In the case of Flitterwochen in die Hölle, the script was written by the film’s director Johannes Kai, who went on to script a number of Edgar Wallace thrillers and 1962’s Ohne Krimi geht die Mimi nie ins Bett. The latter was a big hit in Germany that year, but it is the film’s title song of the same name that has achieved immortality, a hit song with the same title as the movie which still gets regular airplay on radio stations oriented to the geriatric set. Kai’s career seemingly ended by the mid-sixties, which isn’t very surprising considering the overall lack of quality his various projects display—on the other hand, perhaps he simply changed his name somewhere along the way, as did the blond Dorothee Glöcklin, who played a wanton woman in all three of Hartwig’s “island movies” before becoming Dorothee Parker to continue her career in other B & Z productions.
Flitterwochen in die Hölle, which actually translates into “Honeymoon In Hell,” follows a structure familiar to anyone who has ever watched any of this sort of formula based “adventure/drama,” be it Robert Aldrich’s Flight of the Phoenix (1966), Rob Cohen’s Daylight (1996) or Ronald Neame’s The Poseidon Adventure (1972). Unlike those three films, Kai’s film lacks any and all the budget, competence, talent, adventure, drama or intentional humor. Basically, the film begins with the mandatory scenes before the plane takes off in which the various people on the flight are introduced—the criminal in transit, the cop, the lawyer, the aged milquetoast, the priest, the journalist (Erwin Strahl—who eventually ended his career as the director of the embarrassing alpine sex farce Gejoldet wird zu Hause (1970)), the goodtime girl (Glöcklin), the young woman of good morals (Christiane Nielsen), her rich, older husband and so forth.
In no time, the plane is down, the cop is dead and the criminal has the gun. Needless to say, he ain’t so hot to get off the island, so every attempt by the others to make the search planes see them gets squashed by the toy-pistol-waving con. Soon even the blond doesn’t feel like bopping to the bad music coming from her portable radio.

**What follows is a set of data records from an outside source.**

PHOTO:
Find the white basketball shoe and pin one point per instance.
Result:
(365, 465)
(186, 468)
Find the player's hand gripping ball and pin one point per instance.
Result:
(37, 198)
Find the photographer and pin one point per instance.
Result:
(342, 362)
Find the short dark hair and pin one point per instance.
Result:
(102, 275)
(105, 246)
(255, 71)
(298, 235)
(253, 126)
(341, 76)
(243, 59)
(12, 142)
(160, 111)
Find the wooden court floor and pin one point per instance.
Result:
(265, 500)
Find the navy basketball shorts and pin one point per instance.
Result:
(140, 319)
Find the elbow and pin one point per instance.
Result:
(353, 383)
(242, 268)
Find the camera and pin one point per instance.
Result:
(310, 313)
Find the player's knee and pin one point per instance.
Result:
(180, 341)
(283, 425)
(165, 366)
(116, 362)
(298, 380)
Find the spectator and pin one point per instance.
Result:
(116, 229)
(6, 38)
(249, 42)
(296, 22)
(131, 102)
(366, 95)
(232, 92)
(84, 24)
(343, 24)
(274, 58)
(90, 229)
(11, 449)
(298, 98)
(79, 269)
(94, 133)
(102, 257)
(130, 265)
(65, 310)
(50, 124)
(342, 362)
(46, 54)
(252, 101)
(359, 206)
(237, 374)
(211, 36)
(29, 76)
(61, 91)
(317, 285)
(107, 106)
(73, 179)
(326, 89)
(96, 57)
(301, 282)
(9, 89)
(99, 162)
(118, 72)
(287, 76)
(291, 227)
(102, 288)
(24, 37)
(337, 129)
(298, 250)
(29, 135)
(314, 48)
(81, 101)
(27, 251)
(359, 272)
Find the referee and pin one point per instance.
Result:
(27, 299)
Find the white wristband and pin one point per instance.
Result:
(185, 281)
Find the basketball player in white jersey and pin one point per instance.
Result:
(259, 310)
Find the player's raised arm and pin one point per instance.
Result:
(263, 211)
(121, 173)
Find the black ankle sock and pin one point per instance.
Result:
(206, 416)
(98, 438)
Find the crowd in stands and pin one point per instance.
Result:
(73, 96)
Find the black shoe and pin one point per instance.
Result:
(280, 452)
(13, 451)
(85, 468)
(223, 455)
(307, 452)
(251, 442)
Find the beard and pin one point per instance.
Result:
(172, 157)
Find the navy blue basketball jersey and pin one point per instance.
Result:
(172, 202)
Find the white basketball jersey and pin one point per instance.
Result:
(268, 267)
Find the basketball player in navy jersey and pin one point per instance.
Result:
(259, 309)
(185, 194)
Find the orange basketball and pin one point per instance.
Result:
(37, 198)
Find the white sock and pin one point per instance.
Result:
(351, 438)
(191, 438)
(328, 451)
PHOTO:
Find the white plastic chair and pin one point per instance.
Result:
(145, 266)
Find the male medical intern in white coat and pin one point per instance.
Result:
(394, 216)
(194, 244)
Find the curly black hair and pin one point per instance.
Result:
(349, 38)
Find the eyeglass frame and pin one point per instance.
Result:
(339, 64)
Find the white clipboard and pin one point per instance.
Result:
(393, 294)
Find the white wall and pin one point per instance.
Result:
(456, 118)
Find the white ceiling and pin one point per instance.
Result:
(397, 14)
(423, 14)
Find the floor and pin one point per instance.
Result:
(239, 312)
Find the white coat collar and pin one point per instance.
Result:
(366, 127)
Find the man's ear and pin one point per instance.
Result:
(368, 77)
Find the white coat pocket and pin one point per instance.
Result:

Sparks begin to fly between the reporter and the newlywed (who the con also finds hot stuff), but when she finds out he’s out to write an exposé on her critically injured, drug addicted husband, she stops getting wet on him. Luckily for the reporter, the drug addicted husband conveniently dies just after it is revealed on the radio that he was the one responsible for financially ruining her father.
Sound exciting? It ain’t, but it sure does have its perverse entertainment level. It’s laughably and unbelievably bad—just the stuff to watch if you want to torture unwanted guests or have a cold and some good weed. Day-for-night shots that look like day-for-day, high-heeled women who remain perfectly made up and immaculately clean despite weeks of roughing it on the island, plot twists that twist less than they do fall flat and people who stand politely to the side so the bad guy can get a good shot (at the wrong person) before they overpower him. A true treat for lovers of unforgivably bad films, trash for anyone else. That Maltin was kind enough to give the film 1 ½ stars merely shows that even he—or at least some of his writers—is capable of appreciating bad films on a psycotronic level.... or that the reviewer on his staff never really even watched the flick in the first place.